BCCLA STATEMENT OF PRINCIPLE IN SUPPORT OF CIVIL RIGHTS NOW’S PROPOSAL
THE GREEN PARTY SUPPORTS CIVIL RIGHTS NOW’S THINK TWICE PROPOSAL
May 10, 2013
Civil rights must be universal, says BC Green Leader Jane Sterk
The Green Party of BC recognized that the civil rights of British Columbians with disabilities are often overlooked. Currently British Columbians with disabilities who wish to exercise more independent, discretionary control over how community care is provided to them are denied that right.

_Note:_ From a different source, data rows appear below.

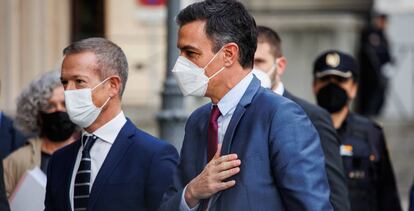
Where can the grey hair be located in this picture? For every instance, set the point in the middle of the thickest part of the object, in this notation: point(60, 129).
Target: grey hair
point(111, 60)
point(33, 100)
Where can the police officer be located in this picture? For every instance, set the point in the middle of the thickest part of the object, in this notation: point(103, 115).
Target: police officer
point(374, 53)
point(367, 166)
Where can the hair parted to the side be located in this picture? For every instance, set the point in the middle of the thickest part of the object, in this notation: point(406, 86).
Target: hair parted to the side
point(268, 35)
point(111, 60)
point(33, 100)
point(226, 21)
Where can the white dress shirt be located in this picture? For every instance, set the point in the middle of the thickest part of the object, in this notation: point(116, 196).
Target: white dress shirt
point(106, 137)
point(280, 89)
point(227, 105)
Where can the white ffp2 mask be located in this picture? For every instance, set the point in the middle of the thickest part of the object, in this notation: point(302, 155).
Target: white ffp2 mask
point(80, 107)
point(190, 78)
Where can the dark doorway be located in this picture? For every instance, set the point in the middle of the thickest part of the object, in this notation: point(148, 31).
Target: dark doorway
point(88, 19)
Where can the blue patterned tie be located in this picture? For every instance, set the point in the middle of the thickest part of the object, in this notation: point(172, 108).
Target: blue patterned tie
point(83, 176)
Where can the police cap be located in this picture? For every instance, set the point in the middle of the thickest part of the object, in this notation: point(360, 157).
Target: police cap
point(334, 62)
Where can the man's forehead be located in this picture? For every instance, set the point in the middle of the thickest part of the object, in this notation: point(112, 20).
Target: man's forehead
point(193, 35)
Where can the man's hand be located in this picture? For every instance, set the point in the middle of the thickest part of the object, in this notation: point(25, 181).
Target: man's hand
point(210, 180)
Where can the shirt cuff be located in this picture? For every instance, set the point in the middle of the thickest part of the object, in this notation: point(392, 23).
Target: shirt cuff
point(184, 206)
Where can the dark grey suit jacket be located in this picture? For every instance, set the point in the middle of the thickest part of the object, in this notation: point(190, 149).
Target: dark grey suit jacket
point(330, 146)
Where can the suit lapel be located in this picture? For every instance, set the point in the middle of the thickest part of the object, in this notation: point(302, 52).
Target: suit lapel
point(70, 162)
point(247, 98)
point(115, 155)
point(201, 159)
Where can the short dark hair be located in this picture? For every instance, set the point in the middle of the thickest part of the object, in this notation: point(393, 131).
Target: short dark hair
point(266, 34)
point(226, 21)
point(111, 60)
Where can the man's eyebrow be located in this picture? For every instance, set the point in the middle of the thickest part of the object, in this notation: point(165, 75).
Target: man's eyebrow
point(72, 76)
point(187, 47)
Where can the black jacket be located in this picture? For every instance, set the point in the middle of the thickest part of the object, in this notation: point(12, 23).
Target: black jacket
point(4, 204)
point(330, 146)
point(367, 165)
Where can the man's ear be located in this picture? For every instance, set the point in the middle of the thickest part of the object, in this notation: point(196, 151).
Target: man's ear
point(115, 85)
point(281, 65)
point(231, 54)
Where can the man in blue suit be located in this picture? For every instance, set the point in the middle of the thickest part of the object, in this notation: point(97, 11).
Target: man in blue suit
point(249, 149)
point(114, 166)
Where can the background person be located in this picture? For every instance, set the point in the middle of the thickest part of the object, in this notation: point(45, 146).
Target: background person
point(115, 166)
point(368, 168)
point(11, 138)
point(374, 54)
point(270, 61)
point(41, 111)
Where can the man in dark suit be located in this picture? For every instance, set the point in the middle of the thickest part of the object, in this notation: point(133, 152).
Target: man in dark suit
point(114, 166)
point(10, 137)
point(248, 149)
point(4, 204)
point(269, 59)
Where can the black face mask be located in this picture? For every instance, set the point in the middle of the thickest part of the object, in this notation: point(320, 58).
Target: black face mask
point(332, 98)
point(57, 126)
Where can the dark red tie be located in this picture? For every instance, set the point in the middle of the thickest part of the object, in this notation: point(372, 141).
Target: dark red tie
point(212, 133)
point(212, 142)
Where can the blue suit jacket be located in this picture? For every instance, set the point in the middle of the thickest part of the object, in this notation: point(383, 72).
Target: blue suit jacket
point(282, 164)
point(136, 172)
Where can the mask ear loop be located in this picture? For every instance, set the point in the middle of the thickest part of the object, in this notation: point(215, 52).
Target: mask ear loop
point(100, 83)
point(273, 68)
point(212, 59)
point(108, 97)
point(216, 73)
point(105, 103)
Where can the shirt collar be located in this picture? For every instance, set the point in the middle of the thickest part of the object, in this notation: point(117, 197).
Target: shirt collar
point(280, 89)
point(231, 99)
point(110, 130)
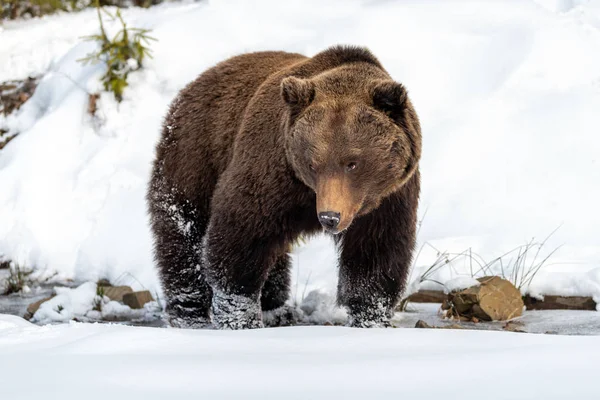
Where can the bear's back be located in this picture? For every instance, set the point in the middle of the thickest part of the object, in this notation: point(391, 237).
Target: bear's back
point(200, 127)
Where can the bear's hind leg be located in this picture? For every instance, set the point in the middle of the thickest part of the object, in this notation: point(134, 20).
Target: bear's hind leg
point(178, 237)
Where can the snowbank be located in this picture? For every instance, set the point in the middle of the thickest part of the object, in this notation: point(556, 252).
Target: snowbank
point(120, 362)
point(508, 94)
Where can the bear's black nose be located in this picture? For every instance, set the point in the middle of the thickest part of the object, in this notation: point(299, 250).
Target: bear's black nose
point(329, 219)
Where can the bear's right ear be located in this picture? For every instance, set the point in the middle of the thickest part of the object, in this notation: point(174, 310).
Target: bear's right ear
point(390, 97)
point(297, 92)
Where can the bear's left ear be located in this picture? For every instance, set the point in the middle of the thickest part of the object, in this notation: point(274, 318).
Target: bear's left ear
point(390, 97)
point(297, 92)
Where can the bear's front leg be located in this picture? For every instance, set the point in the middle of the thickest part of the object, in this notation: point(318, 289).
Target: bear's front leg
point(375, 257)
point(239, 249)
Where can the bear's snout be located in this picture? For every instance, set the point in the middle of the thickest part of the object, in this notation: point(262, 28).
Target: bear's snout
point(329, 219)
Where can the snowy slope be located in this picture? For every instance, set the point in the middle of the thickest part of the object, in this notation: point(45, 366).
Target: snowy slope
point(119, 362)
point(508, 93)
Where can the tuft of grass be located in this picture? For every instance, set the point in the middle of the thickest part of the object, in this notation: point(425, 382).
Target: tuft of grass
point(519, 265)
point(122, 54)
point(18, 278)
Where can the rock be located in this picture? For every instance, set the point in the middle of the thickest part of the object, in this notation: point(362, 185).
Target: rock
point(560, 303)
point(514, 326)
point(422, 324)
point(33, 307)
point(116, 293)
point(137, 299)
point(103, 282)
point(495, 299)
point(427, 296)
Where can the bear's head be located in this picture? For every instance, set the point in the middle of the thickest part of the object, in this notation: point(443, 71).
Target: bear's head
point(352, 135)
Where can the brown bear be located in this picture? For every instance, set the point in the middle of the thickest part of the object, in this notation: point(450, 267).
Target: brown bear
point(265, 147)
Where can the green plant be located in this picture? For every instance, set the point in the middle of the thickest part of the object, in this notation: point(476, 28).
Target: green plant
point(123, 54)
point(18, 278)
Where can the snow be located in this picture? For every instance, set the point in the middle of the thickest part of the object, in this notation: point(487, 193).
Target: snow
point(84, 303)
point(298, 363)
point(508, 93)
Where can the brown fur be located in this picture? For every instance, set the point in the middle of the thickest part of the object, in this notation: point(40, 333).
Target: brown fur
point(252, 150)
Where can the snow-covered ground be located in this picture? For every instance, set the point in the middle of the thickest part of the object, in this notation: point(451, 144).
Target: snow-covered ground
point(508, 93)
point(120, 362)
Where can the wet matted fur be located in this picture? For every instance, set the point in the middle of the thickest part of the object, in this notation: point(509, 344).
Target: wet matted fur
point(252, 153)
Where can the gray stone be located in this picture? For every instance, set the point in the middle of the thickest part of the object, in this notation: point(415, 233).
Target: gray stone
point(137, 299)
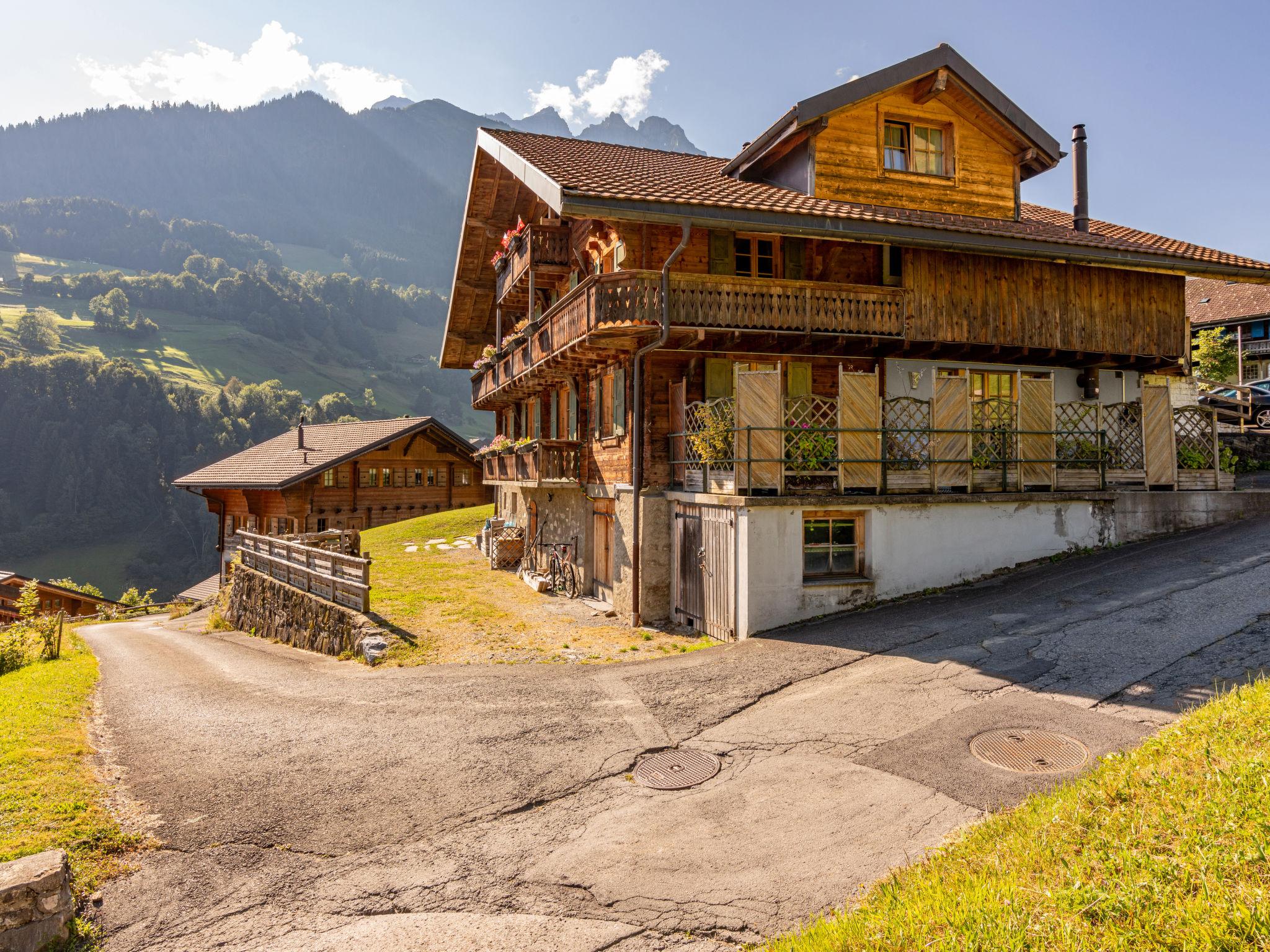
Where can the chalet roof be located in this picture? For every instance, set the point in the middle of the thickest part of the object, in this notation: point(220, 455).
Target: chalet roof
point(625, 178)
point(1225, 301)
point(280, 462)
point(941, 58)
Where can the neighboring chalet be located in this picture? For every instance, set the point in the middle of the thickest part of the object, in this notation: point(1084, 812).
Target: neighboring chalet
point(340, 477)
point(1242, 310)
point(832, 364)
point(52, 598)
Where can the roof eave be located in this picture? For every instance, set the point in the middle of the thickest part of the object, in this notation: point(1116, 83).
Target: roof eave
point(897, 234)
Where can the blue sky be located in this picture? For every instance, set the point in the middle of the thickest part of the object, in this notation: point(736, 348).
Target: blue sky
point(1173, 94)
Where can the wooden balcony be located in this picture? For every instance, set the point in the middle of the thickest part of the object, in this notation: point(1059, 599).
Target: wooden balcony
point(541, 464)
point(607, 315)
point(544, 249)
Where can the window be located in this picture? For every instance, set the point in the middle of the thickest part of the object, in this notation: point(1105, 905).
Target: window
point(755, 257)
point(912, 148)
point(831, 549)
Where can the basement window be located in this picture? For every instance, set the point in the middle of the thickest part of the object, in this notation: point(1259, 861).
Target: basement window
point(832, 549)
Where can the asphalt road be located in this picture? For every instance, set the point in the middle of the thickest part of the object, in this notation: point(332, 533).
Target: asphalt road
point(308, 804)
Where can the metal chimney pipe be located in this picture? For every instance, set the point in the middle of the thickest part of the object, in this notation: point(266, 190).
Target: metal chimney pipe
point(1081, 180)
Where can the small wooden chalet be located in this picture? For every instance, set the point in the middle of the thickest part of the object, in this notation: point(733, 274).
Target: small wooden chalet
point(846, 363)
point(52, 598)
point(340, 477)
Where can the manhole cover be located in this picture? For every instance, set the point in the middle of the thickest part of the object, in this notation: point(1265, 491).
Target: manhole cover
point(676, 770)
point(1026, 751)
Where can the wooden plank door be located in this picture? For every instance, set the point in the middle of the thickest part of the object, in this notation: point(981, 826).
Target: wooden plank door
point(678, 423)
point(602, 550)
point(758, 405)
point(1160, 450)
point(1037, 413)
point(951, 412)
point(718, 540)
point(859, 408)
point(689, 578)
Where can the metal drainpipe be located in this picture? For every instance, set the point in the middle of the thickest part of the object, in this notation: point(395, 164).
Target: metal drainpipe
point(637, 415)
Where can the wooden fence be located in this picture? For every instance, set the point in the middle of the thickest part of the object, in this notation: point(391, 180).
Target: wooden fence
point(333, 576)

Furthermore, there is a need for better mechanisms to flag substandard care and rights violations subject to investigation and remedy.
Green Party Leader Jane Sterk says, “All citizens of our province and nation, which includes persons with disabilities, are entitled to the fundamental right to health, well-being, and freedom, including the right to participate actively in decision-making about their own care and how it will be provided.”
The Green Party shares the values and goals of Civil Rights Now. The Green Party supports the aims and objectives of Civil Rights Now’s proposal for Community Care (Direct Payments) Act and the Civil Rights of Persons in Community Care Act. Green MLAs will bring these proposed acts forward for review and further development by the provincial legislature.
As elected members of the legislature Green MLAs look forward to working directly with Civil Rights Now and other disability-rights groups on legislative initiatives aimed at dramatically improving the lives, choices, and care of this valued and under-served community.
March 22, 2013
The BCCLA would like to voice its support in principle for the efforts of Civil Rights Now!
It is imperative that people with disabilities are provided with means for independent and dignified living. Civil Rights Now! is proposing a model of individualized funding that may not be the only means of addressing this issue, but is clearly aimed at bringing greater autonomy to disabled people in BC.
The BCCLA also echoes the call of Civil Rights Now! to address the urgent needs of people living in care for an effective and meaningful mechanism to report and have investigated violations of their rights. Many vulnerable British Columbians have called our office to report rights violations in care, but are very often too afraid of retaliation or jeopardizing their care to make an official complaint and invariably are not sufficiently resourced to bring a civil suit in court. This is a dreadful situation that cries out for a remedy. We add our voice to the call for the rights of British Columbians in care to be genuinely upheld.
British Columbia Civil Rights Association
(Text is from an email sent to CRN from BCCLA on May 22, 2013.)